Idul Fitri mempunya dua dimensi, dimensi spiritual dan dimensi sosial. Meningkatkan ketaatan kepada Allah merupakan dimensi spiritual ber-Idul Fitri. Memperhatikan sesama merupakan dimensi sosialnya. Dalam ber-Idul Fitri kita dianjurkan memperkuat silaturrahmi dengan saling bermaafan satu sama lain. Idul Fitri boleh jadi sama di seluruh dunia, tapi Lebaran hanya khas Indonesia. Dalam berlebaran kita membuka diri lebar-lebar untuk mengakui kesalahan dan memintakan maafnya dan memaafkan orang lain. Yang menggembirakan, semua umat Islam di negeri yang kita cintai ini berlomba-lomba menyampaikan ucapan selamat Idul Fitri dan menghaturkan permohonan maaf lahir batinnya.
Tetapi, cukupkah permohonan maaf di bibir saja ? Mari kita dengarkan apa yang dikatakan Ali bin Thalib tentang syarat meminta maaf terhadap sesama manusia.
Bahwa setelah anda menyesali dan mengungkapkan kesalahan, maka kembalikanlah hak-hak rakyat yang telah dirampas dan bila selama ini perut anda sudah buncit dengan hasil korupsi, maka kempeskanlah dan rasakan sakitnya hidup susah dan menderita akibat kesalahan-kesalahan yang pernah dilakukan. Setelah itu, barulah pantas meminta maaf.
Ketika mereka mengucapkan mohon maaf lahir batin, terbayangkah di benaknya, bagaimana sakitnya kehidupan korban Lumpur lapindo, rakyat kelaparan, kesulitan sembako, pengangguran yang meningkat akibat kebijakan yang mereka ambil dalam mengelola negeri ini. Tak satu pun keluar dari mulut mereka pengakuan terhadap dosa-dosa yang mereka lakukan terhadap rakyat. Ingin sekali kita mendengar – misalnya – ada pemimpin yang berkata: :
“Wahai rakyatku, maafkan kami, karena kami tidak atau belum bisa membuat kalian hidup sejahtera”.
Atau ada pemimpin partai yang berkata :
“Maafkan kami. Dengan sangat menyesal kami akui bahwa anggota dewan yang kalian pilih dari partai kami ternyata seorang koruptor kelas kakap”.

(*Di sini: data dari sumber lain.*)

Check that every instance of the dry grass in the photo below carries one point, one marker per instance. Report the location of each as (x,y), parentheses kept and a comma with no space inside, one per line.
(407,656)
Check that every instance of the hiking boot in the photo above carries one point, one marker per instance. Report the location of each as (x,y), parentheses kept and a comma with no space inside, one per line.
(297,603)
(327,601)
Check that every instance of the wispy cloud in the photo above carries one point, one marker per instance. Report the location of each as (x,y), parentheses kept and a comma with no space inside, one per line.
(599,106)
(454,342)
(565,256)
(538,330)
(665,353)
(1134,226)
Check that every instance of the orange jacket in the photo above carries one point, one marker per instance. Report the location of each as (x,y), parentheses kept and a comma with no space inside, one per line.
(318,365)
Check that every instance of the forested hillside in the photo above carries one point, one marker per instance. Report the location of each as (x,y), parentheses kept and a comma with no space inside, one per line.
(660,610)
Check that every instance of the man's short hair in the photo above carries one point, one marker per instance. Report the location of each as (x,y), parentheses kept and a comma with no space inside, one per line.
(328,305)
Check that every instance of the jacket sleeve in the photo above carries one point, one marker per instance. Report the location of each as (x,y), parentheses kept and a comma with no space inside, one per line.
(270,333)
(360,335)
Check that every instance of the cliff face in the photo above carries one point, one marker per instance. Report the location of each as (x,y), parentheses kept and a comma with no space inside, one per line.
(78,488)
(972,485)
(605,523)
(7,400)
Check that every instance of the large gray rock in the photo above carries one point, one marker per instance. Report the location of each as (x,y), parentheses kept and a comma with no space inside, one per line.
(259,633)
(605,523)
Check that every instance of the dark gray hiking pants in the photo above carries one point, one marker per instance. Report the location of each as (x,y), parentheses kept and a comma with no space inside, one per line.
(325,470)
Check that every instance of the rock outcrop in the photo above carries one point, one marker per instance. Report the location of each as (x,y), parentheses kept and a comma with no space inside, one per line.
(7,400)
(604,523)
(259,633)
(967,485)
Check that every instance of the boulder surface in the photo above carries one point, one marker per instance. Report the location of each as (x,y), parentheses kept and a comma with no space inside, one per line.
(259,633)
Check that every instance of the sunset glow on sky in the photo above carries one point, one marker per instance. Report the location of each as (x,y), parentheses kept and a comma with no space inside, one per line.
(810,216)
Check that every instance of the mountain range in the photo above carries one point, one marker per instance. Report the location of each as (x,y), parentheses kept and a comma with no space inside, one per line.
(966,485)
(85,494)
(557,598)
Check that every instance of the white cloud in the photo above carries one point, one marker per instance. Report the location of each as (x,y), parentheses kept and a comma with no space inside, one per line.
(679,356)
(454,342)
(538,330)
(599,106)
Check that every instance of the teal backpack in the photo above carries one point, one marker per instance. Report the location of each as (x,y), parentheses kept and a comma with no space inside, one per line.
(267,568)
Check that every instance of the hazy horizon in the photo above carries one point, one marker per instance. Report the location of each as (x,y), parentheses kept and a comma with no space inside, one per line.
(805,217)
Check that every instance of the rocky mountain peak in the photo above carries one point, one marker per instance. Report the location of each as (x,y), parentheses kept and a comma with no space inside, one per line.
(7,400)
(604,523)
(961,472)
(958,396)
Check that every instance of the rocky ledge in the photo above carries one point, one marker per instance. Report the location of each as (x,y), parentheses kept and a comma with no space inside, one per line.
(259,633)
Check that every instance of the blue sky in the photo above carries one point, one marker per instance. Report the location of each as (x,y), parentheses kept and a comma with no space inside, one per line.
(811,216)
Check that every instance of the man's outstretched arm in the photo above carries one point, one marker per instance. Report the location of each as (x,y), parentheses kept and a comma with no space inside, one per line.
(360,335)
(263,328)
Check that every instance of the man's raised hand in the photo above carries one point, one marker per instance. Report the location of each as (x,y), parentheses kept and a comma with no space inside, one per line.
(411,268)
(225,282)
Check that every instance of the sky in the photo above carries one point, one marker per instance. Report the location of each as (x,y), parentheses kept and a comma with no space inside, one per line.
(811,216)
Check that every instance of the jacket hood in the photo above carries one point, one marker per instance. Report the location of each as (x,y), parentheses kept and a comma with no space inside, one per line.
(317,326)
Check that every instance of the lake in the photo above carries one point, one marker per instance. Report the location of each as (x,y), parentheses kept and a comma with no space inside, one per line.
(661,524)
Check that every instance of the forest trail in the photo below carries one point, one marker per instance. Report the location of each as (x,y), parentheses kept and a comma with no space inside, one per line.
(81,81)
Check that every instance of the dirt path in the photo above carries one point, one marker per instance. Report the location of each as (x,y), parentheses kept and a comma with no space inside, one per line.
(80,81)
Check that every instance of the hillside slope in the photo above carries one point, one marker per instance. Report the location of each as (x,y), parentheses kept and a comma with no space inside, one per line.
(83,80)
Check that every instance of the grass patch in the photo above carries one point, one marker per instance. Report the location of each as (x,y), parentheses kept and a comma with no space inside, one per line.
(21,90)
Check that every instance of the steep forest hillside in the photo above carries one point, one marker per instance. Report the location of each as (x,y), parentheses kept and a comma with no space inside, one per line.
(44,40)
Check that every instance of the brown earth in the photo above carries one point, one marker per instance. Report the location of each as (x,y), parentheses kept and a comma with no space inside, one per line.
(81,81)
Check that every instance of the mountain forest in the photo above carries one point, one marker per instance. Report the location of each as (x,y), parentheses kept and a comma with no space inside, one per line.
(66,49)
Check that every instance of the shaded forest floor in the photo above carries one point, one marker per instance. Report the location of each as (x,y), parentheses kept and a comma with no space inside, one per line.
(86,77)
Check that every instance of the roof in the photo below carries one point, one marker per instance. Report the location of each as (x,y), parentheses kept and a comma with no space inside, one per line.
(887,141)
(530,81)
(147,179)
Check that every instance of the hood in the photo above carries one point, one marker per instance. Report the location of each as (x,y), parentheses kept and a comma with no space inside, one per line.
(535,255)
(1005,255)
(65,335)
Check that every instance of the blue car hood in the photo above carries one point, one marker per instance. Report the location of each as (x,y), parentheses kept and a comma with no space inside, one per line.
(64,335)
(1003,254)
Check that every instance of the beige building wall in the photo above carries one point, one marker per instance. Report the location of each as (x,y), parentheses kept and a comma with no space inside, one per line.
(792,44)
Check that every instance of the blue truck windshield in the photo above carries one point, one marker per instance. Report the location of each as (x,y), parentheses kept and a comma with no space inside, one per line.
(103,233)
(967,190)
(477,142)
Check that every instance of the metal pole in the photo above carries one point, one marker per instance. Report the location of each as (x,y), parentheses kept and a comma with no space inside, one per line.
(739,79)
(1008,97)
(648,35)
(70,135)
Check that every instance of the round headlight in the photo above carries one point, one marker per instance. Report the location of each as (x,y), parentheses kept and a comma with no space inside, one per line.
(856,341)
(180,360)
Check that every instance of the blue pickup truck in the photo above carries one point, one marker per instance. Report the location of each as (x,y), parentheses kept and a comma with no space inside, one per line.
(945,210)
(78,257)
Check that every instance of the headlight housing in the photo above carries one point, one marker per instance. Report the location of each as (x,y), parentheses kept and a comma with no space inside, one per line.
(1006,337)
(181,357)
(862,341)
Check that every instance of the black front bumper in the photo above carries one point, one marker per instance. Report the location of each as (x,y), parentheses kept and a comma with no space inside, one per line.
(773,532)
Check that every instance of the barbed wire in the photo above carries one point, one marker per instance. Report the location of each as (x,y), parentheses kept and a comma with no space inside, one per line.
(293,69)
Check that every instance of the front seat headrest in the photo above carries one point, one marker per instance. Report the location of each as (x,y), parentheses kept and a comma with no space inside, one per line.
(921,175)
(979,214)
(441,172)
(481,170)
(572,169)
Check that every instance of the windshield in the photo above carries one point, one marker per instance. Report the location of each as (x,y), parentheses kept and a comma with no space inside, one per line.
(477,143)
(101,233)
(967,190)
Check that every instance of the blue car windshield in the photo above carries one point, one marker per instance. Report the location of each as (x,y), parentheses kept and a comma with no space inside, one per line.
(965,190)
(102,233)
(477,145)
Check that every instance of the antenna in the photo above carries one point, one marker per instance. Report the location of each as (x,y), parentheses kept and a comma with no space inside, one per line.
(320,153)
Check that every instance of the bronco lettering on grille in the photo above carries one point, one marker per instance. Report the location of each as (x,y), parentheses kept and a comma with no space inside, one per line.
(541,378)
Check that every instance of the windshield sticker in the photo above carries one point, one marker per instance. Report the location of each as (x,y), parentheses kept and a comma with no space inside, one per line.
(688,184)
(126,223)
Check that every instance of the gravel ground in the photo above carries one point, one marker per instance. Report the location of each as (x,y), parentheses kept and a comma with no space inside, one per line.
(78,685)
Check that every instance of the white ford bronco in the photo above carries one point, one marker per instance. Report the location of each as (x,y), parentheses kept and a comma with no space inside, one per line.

Nyatanya, tak satupun pengakuan-pengakuan itu keluar dari mulut mereka. Yang kita dengar, Selamat Idul Fitri 1429 H Mohon Maaf Lahir dan Batin ; sebuah ungkapan datar dan bisa jadi tak bermakna bila kita ukur dengan apa yang dipersyaratkan oleh Ali bin Abi Thalib tadi.
الله أكبر الله أكبر الله أكبر ولله الحمد معاشر المسلمين رحمكم الله !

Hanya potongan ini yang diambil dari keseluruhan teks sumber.